Oh, get a room, you two

It’s FUCKING HOT OUTSIDE. Did I say this in my last entry? Probably. But whatever. It’s hot, and my apartment has southern exposure, which is great for lighting and bad for me. But I’m coping. I spent the morning in, then I went to Wal-Mart and returned something. At about 2 pm, I walked to campus (no jeans this time) armed with a bottle of water, my CD player and Harry Potter, and I read on a bench for over an hour. Being outside did me a world of good, and the breeze in the shade was lovely. Now I’m back with the fan on and trying to stay cool. I’m not going out tonight—I went out last night, and the night before, and the night before—but I have a lot of stuff to organize. So it’s all fine.

I’m doing much better with the adjusting thing. Like I said, I’ve been going out and having fun with total strangers, and I’m settling into my new apartment. My cable is hooked up, which is always a plus.
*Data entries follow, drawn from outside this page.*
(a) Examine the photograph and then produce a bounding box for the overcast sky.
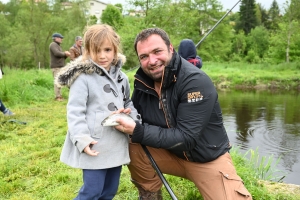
[0,0,286,11]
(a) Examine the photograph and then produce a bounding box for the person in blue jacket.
[178,39,202,68]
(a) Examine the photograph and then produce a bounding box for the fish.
[101,113,135,126]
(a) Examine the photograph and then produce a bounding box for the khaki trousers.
[51,68,62,98]
[128,142,252,200]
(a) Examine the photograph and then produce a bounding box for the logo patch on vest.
[187,91,203,103]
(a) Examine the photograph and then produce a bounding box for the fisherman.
[178,39,202,68]
[115,27,252,200]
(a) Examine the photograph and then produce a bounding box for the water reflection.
[218,89,300,185]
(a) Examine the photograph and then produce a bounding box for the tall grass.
[245,148,286,182]
[1,67,299,200]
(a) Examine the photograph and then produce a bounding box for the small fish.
[101,113,135,126]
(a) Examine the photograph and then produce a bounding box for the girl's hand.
[83,141,99,156]
[114,108,131,115]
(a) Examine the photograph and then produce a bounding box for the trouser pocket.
[220,171,252,200]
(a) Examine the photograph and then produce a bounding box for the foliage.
[245,148,286,182]
[101,4,124,31]
[118,16,148,70]
[238,0,258,35]
[246,26,270,59]
[114,3,123,14]
[268,0,281,31]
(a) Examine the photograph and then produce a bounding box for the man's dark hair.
[134,28,171,53]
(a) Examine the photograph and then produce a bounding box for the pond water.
[218,89,300,185]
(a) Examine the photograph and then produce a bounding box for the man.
[69,36,83,61]
[49,33,70,101]
[115,28,252,200]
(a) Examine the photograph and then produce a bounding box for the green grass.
[203,62,300,89]
[1,66,300,199]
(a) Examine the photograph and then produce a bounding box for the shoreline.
[259,181,300,197]
[214,81,300,91]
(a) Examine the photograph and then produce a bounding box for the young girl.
[55,24,140,200]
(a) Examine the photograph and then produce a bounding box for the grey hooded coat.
[55,54,140,169]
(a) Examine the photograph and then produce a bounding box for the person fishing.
[178,39,203,68]
[55,24,140,200]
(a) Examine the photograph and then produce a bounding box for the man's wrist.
[131,121,144,143]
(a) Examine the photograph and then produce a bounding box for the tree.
[231,31,247,58]
[282,0,300,62]
[101,4,124,31]
[114,3,123,14]
[118,16,147,70]
[247,26,270,59]
[237,0,258,35]
[0,14,11,67]
[256,3,269,28]
[268,0,281,31]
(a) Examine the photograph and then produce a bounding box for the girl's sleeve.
[67,75,94,152]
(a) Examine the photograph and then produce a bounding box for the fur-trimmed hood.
[55,53,126,88]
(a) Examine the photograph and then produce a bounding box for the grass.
[202,61,300,90]
[1,66,300,199]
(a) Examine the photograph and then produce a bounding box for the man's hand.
[83,141,99,156]
[115,116,136,135]
[65,51,71,57]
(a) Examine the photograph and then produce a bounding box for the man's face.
[54,37,63,44]
[76,39,83,47]
[136,34,174,82]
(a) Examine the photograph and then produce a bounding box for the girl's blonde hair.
[82,24,121,65]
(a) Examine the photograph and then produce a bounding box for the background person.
[55,24,141,200]
[0,100,14,116]
[0,68,14,116]
[69,36,83,61]
[115,28,252,200]
[178,38,203,68]
[49,33,70,101]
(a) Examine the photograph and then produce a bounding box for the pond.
[218,89,300,185]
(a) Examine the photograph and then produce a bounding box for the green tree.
[231,31,247,59]
[268,0,281,31]
[282,0,300,62]
[0,0,86,69]
[247,26,270,59]
[114,3,123,14]
[0,14,11,67]
[101,4,124,30]
[237,0,258,35]
[118,16,147,70]
[256,3,269,28]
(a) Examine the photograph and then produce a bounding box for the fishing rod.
[195,0,242,48]
[141,144,178,200]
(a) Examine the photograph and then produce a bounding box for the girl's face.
[94,39,115,71]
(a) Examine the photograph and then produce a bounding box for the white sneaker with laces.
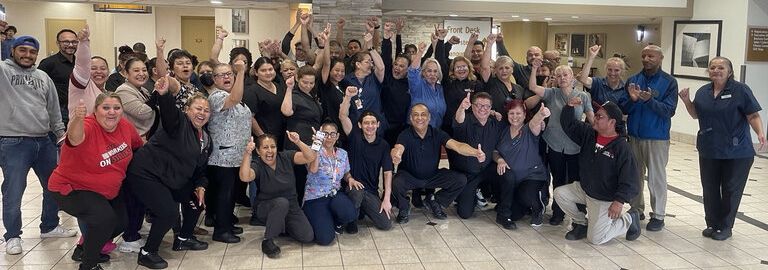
[476,190,488,207]
[119,238,145,253]
[5,237,22,255]
[40,225,78,238]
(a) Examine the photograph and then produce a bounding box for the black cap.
[593,101,625,134]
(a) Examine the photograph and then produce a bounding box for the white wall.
[113,13,157,60]
[213,6,290,64]
[746,0,768,142]
[660,0,751,139]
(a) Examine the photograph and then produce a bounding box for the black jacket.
[561,106,638,203]
[128,92,211,190]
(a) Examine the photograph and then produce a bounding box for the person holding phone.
[123,77,212,269]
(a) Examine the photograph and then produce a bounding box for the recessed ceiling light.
[210,0,222,3]
[510,15,519,18]
[571,15,580,19]
[522,19,530,22]
[406,9,412,13]
[449,14,458,17]
[544,18,552,21]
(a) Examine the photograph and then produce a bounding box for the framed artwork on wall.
[671,20,722,80]
[570,34,586,57]
[554,33,569,56]
[232,9,248,34]
[588,33,606,58]
[233,39,248,49]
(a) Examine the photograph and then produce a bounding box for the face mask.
[200,72,214,87]
[536,75,548,86]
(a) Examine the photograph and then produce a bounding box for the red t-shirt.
[49,115,144,199]
[596,134,618,149]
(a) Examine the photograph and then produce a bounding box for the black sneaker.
[71,245,110,263]
[424,195,447,220]
[549,215,563,226]
[231,226,244,235]
[711,228,732,241]
[496,216,517,230]
[212,232,241,243]
[250,215,265,226]
[639,212,645,220]
[346,221,359,234]
[262,239,281,258]
[137,249,168,269]
[530,211,543,227]
[173,236,208,251]
[626,210,641,241]
[702,227,716,237]
[646,218,664,231]
[78,264,104,270]
[334,224,344,235]
[565,223,588,240]
[396,209,410,224]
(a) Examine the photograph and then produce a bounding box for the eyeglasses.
[473,103,491,110]
[454,65,469,70]
[595,114,608,120]
[58,40,79,45]
[323,132,339,138]
[214,72,233,78]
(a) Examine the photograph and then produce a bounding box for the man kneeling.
[554,98,641,245]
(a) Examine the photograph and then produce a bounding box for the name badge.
[721,94,732,99]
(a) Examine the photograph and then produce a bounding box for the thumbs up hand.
[74,99,87,120]
[475,143,486,163]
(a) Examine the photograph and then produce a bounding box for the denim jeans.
[0,136,61,240]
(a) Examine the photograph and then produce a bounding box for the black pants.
[124,173,202,252]
[699,156,754,230]
[52,190,126,269]
[547,150,579,219]
[346,187,392,230]
[496,169,547,220]
[392,169,467,212]
[207,166,239,236]
[121,185,145,242]
[455,165,498,219]
[294,165,308,204]
[256,197,313,242]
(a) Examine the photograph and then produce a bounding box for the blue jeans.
[0,136,61,240]
[302,192,357,245]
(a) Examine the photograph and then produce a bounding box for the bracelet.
[374,26,380,29]
[367,47,374,52]
[317,46,325,49]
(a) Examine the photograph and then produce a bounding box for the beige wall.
[501,22,548,64]
[213,6,290,64]
[155,7,215,56]
[546,24,661,77]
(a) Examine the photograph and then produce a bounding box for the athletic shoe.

Because I’m not in classes yet, I’ve been doing a lot of chatting online. It’s always fun, and I honestly feel pretty close to these people. I know their personalities and their styles. I’ve met a few of them, and I’m usually on the mark. As with any other community, there are people I like and don’t like, people who I enjoy talking to and people I avoid. It’s still a great place.

But there’s a part of chat that sometimes goes over my head. Some people take it seriously, others don’t. I generally do. I mean, I have a good time and a great laugh, but I’m always honest and I always mean what I say, unless, of course, I’m joking. But some people are not like that.

This one friend of mine isn’t. Everything he says is a joke. We get along really well, most of the time, and we have this fantastic bawdy banter that I look forward to on a regular basis. He rocks.

But lately he’s been saying things that aren’t funny. In the public forum. And it pissed me off. So I talked to him about it today. I was expecting him to make fun of me, to say something like, “Come on! It’s a JOKE! Get over yourself,” and he did, to a certain extent. But he also said, “Look, nothing I say here is ever serious,” and when I told him that it makes other people look as if he doesn’t respect me, he said, “Who says I don’t respect you?”

So it’s all cleared up. I feel much better about the whole thing, and I’m not pissed at him anymore. But it reminded me that not everything is as it seems, and not all chatting should be done in public. Perceptions are tough to clear up. I love everyone for worrying about me, and I love everyone for listening, but when it comes down to it it really is between him and me. In private. Where we can playfully insult each other until we turn blue from laughing.

That bastard should just call me and duke it out over the phone. Heh.